Marzahn-Hellersdorf. Migrantenkinder haben immer bessere Aussichten, in der Verwaltung des Bezirks eine Ausbildungsstelle zu bekommen.

Der Anteil von Jugendlichen mit Migrationshintergrund unter den Auszubildenden im Bezirksamt ist in den zurückliegenden Jahren erheblich gestiegen. Wurde 2002 nicht ein einziger Auszubildender mit Migrationshintergund in der Verwaltung eingestellt, so waren es 2013 schon zehn. 2012 lag ihre Zahl bei drei. Dies geht aus einem Bericht des Bezirksamtes über die Einstellungen von Azubis im vergangenen Jahr hervor. Ihr Anteil an allen Auszubildenden betrug 2013 damit über 40 Prozent. Laut dem Bericht hatten sich auf die 21 Stellen insgesamt 632 Jugendliche beworben. 121 davon hatten einen Migrationshintergrund.
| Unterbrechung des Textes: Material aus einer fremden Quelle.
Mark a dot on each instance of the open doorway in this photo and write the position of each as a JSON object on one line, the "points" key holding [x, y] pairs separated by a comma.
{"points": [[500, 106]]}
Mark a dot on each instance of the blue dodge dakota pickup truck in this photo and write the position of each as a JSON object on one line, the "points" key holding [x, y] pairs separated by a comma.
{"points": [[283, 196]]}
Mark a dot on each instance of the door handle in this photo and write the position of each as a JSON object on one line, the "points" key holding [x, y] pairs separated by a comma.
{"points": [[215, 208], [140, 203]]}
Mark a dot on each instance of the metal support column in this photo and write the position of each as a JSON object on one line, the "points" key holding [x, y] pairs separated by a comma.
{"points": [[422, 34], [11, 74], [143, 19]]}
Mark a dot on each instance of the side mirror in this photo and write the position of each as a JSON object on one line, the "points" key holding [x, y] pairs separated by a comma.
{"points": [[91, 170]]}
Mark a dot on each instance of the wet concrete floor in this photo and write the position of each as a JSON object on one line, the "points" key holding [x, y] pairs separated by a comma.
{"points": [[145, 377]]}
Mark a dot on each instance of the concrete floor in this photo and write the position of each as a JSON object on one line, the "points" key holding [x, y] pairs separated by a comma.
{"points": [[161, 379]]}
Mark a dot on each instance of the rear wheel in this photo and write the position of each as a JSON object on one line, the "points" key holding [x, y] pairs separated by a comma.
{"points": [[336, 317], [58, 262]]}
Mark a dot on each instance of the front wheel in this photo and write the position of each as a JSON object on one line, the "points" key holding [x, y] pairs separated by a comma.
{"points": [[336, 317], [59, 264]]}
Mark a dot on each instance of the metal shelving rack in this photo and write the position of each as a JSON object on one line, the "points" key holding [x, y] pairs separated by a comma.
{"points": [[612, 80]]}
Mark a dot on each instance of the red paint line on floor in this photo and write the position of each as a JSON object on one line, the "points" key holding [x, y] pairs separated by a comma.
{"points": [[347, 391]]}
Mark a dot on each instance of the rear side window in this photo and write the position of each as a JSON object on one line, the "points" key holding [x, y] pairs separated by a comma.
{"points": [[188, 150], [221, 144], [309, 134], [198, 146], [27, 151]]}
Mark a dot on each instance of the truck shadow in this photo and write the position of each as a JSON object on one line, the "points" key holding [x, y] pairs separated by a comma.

Der Anstieg kommt nicht von ungefähr. Das Bezirksamt hat im vergangenen Jahr gezielt unter Migranten geworben. "Wir haben mit russischsprachigen Eltern und Migrantenvereinen im Bezirk gesprochen", sagt Elena Marburg, Integrationsbeauftragte des Bezirksamts. Das Integrationsprogramm des Bezirks setzt als Zielmarke zehn Prozent Azubis mit Migrationshintergrund.

Hinsichtlich der fachlichen Anforderungen wurden bei Migrantenkindern keine Zugeständnisse gemacht. "Sie hatten einfach gute Testergebnisse", erklärt Marburg. Allerdings gilt für die Bewerbungen, dass ein Jugendlicher mit Migrationshintergrund bei gleicher Eignung gegenüber einem deutschen Bewerber bevorzugt angenommen wird.